Practicing Active Self-Listening

The term “tragic optimism,” allegedly coined by Holocaust survivor and psychiatrist Viktor Frankl, evokes the ability to find meaning and purpose and maintain hope despite grief and ache. It feels very hard these days. Although we cannot measure online decibels, the world seems to be shouting-and we are shouting back, both online and in person.

In this cacophony, and endless zoom meetings, many of us seek to get better at “active listening.” Trying to suspend the urge to plan a response and passing judgement. When we listen actively, we listen to the whole person. Paying attention to what is not said, especially when perhaps it should be — can be equally as powerful as what was vocalized. Understanding the background of each story to try to get the whole picture. Observing how things are said: body language, breathing, tone, and eye movements.

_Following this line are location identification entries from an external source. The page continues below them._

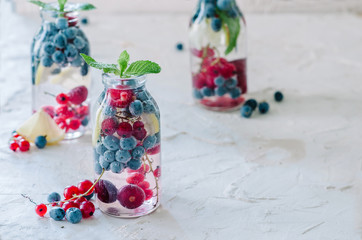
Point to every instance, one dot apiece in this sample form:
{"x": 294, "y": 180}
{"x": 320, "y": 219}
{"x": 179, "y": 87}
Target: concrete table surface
{"x": 294, "y": 173}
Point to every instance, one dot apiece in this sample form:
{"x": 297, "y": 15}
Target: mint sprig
{"x": 62, "y": 3}
{"x": 124, "y": 70}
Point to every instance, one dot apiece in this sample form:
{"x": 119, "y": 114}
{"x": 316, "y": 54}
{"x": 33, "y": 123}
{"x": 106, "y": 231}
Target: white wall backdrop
{"x": 124, "y": 6}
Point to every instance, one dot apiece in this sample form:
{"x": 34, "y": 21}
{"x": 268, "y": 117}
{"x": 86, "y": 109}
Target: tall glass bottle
{"x": 60, "y": 77}
{"x": 217, "y": 36}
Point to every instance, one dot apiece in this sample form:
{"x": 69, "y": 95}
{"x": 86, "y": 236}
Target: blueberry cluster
{"x": 62, "y": 45}
{"x": 210, "y": 9}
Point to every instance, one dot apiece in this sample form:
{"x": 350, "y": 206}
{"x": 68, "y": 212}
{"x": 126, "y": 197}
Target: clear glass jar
{"x": 217, "y": 36}
{"x": 126, "y": 142}
{"x": 58, "y": 68}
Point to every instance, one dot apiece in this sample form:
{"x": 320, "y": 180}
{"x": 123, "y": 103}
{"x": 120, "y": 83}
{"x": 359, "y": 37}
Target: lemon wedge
{"x": 41, "y": 124}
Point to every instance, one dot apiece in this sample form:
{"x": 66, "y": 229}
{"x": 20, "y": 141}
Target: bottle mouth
{"x": 113, "y": 81}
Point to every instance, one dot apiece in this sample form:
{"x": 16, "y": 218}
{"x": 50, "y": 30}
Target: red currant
{"x": 70, "y": 191}
{"x": 62, "y": 98}
{"x": 84, "y": 186}
{"x": 87, "y": 208}
{"x": 41, "y": 209}
{"x": 24, "y": 145}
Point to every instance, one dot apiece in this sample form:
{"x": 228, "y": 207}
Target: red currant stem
{"x": 27, "y": 197}
{"x": 156, "y": 181}
{"x": 81, "y": 195}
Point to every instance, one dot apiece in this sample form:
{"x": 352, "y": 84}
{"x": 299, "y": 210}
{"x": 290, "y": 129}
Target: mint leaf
{"x": 139, "y": 68}
{"x": 123, "y": 61}
{"x": 107, "y": 68}
{"x": 85, "y": 7}
{"x": 233, "y": 29}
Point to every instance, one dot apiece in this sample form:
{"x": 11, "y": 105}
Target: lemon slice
{"x": 97, "y": 129}
{"x": 41, "y": 124}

As we deal with the crises around us and find a way forward, how can we also engage in “active self-listening” to better frame the events that shape our worldview? Active self-listening can help us calibrate how we tell the stories of our lives and times in a way that helps us find meaning, serves our purpose and allows us and others to maintain hope. By listening to ourselves more closely and becoming aware of our beliefs and assumptions, we learn to fact-check them and see them for what they are. This new awareness can help us become less reactive to events out of our control.

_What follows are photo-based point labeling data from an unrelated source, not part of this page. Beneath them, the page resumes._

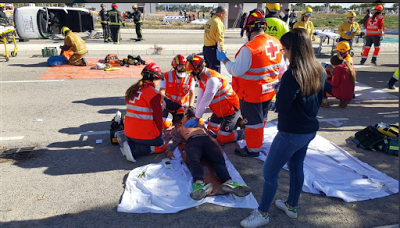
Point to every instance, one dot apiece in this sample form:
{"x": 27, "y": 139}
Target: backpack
{"x": 117, "y": 124}
{"x": 371, "y": 139}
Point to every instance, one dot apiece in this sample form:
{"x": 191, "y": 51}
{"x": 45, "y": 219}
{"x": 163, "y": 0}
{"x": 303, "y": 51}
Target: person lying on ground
{"x": 200, "y": 145}
{"x": 342, "y": 83}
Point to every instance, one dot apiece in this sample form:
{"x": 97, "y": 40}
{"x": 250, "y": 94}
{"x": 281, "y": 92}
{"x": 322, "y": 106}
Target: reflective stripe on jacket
{"x": 139, "y": 123}
{"x": 76, "y": 43}
{"x": 258, "y": 83}
{"x": 225, "y": 100}
{"x": 178, "y": 93}
{"x": 373, "y": 25}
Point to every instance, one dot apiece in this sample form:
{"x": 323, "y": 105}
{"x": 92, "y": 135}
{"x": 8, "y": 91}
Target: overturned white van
{"x": 34, "y": 22}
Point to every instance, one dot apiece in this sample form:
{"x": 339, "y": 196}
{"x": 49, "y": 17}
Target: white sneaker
{"x": 128, "y": 152}
{"x": 255, "y": 219}
{"x": 292, "y": 213}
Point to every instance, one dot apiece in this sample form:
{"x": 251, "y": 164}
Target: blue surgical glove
{"x": 192, "y": 123}
{"x": 221, "y": 56}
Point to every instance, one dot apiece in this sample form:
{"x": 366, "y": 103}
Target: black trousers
{"x": 106, "y": 32}
{"x": 138, "y": 27}
{"x": 210, "y": 56}
{"x": 196, "y": 148}
{"x": 115, "y": 33}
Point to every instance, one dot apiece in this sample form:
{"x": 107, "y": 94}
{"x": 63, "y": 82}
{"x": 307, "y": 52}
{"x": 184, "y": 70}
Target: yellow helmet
{"x": 351, "y": 14}
{"x": 273, "y": 6}
{"x": 65, "y": 30}
{"x": 342, "y": 46}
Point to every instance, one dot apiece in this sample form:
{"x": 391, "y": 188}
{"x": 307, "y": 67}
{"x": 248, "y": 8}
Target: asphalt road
{"x": 72, "y": 181}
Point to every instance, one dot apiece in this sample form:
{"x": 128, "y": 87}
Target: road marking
{"x": 95, "y": 133}
{"x": 332, "y": 119}
{"x": 11, "y": 138}
{"x": 32, "y": 81}
{"x": 392, "y": 116}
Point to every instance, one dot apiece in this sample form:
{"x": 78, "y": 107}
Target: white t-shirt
{"x": 163, "y": 83}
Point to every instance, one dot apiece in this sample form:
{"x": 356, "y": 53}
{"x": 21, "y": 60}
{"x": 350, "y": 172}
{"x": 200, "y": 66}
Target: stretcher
{"x": 5, "y": 32}
{"x": 327, "y": 34}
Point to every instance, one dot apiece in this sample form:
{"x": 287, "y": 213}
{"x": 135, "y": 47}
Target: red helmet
{"x": 194, "y": 64}
{"x": 179, "y": 63}
{"x": 152, "y": 72}
{"x": 255, "y": 20}
{"x": 379, "y": 8}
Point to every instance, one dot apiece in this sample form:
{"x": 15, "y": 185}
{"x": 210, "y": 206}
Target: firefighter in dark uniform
{"x": 115, "y": 22}
{"x": 138, "y": 22}
{"x": 3, "y": 16}
{"x": 104, "y": 17}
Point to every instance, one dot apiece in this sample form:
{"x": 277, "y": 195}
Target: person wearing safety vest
{"x": 374, "y": 34}
{"x": 143, "y": 119}
{"x": 177, "y": 88}
{"x": 257, "y": 66}
{"x": 115, "y": 22}
{"x": 305, "y": 22}
{"x": 275, "y": 26}
{"x": 214, "y": 31}
{"x": 215, "y": 92}
{"x": 74, "y": 42}
{"x": 104, "y": 17}
{"x": 393, "y": 79}
{"x": 3, "y": 16}
{"x": 348, "y": 29}
{"x": 138, "y": 22}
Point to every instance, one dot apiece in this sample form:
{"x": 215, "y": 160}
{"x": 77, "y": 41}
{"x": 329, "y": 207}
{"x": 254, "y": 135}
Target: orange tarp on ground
{"x": 85, "y": 72}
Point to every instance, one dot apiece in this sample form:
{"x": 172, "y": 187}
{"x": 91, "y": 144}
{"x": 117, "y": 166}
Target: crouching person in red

Here is useful exercise to practice:

Pick a recent event and narrate it to yourself. Write it down if you can. When you are done, consider the angle from which you told the story. Consider the following:

  • Did the notion of time make a difference in how the story might unfold? Put another way, will things remain the same regardless of the passage of time?
  • Did you assume that the phenomenon or event localized to one part of your life or and to your entire life?
  • Are you blaming yourself or others?

Say you are a student who takes an exam. If an optimist writes the story, and she does well on the test, she might credit her intelligence, her studying, and expect to do well going forward. If she did not well, she will blame partying the night before or being distracted by world events and still expect to do well going forward. A more pessimistic student will see doing well on a test as being lucky and now being under more pressure for the next exam.

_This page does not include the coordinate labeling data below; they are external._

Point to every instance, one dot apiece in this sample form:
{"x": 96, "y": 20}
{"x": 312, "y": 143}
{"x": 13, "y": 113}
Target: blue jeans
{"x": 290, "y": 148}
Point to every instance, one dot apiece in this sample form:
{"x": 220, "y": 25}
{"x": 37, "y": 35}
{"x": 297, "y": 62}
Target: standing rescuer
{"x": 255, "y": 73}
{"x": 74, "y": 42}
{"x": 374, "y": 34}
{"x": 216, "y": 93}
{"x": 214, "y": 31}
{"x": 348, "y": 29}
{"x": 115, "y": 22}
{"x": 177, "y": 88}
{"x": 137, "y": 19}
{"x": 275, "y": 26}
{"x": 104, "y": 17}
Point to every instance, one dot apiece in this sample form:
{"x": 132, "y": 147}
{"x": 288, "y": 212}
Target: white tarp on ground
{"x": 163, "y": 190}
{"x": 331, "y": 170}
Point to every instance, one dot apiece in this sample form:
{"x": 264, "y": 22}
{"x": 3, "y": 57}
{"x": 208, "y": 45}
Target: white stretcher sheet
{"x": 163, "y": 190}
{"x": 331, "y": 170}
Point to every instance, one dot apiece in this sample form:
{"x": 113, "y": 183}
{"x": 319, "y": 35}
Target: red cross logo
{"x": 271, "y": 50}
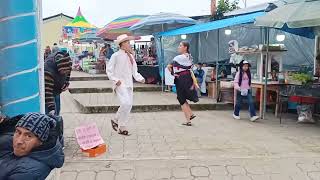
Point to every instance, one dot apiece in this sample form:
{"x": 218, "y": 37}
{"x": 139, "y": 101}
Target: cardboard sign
{"x": 88, "y": 136}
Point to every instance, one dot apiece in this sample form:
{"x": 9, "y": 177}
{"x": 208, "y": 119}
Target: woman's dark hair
{"x": 186, "y": 44}
{"x": 241, "y": 75}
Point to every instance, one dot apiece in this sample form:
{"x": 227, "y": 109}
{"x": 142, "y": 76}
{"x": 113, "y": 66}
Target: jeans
{"x": 57, "y": 105}
{"x": 237, "y": 107}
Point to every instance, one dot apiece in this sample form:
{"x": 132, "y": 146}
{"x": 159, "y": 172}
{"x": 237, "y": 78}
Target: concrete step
{"x": 143, "y": 102}
{"x": 83, "y": 76}
{"x": 77, "y": 87}
{"x": 93, "y": 78}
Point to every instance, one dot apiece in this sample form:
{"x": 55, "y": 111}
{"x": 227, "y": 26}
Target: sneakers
{"x": 236, "y": 117}
{"x": 254, "y": 118}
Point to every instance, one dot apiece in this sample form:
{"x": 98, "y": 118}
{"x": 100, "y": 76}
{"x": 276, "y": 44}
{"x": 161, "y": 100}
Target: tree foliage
{"x": 225, "y": 6}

Optimists tend not to dwell on events they cannot control and concentrate their efforts on what they can control. We tend to attribute the good to ourselves. We tend to believe this as evidence of more good things to come (stable) and in many parts of our lives (global and general phenomenon). We are better at discounting unfortunate events as just that — flukes beyond our control. It is fate (external forces). We also see them as being unrelated (isolated) to other areas of our lives and unrelated to the future (because they are local).

Go back to your story and write it in a different way. Perhaps try to write it from someone else’s point of view. Notice how difficult it is. What can you learn? And what will you notice when you listen to yourself differently in a professional, personal and virtual context?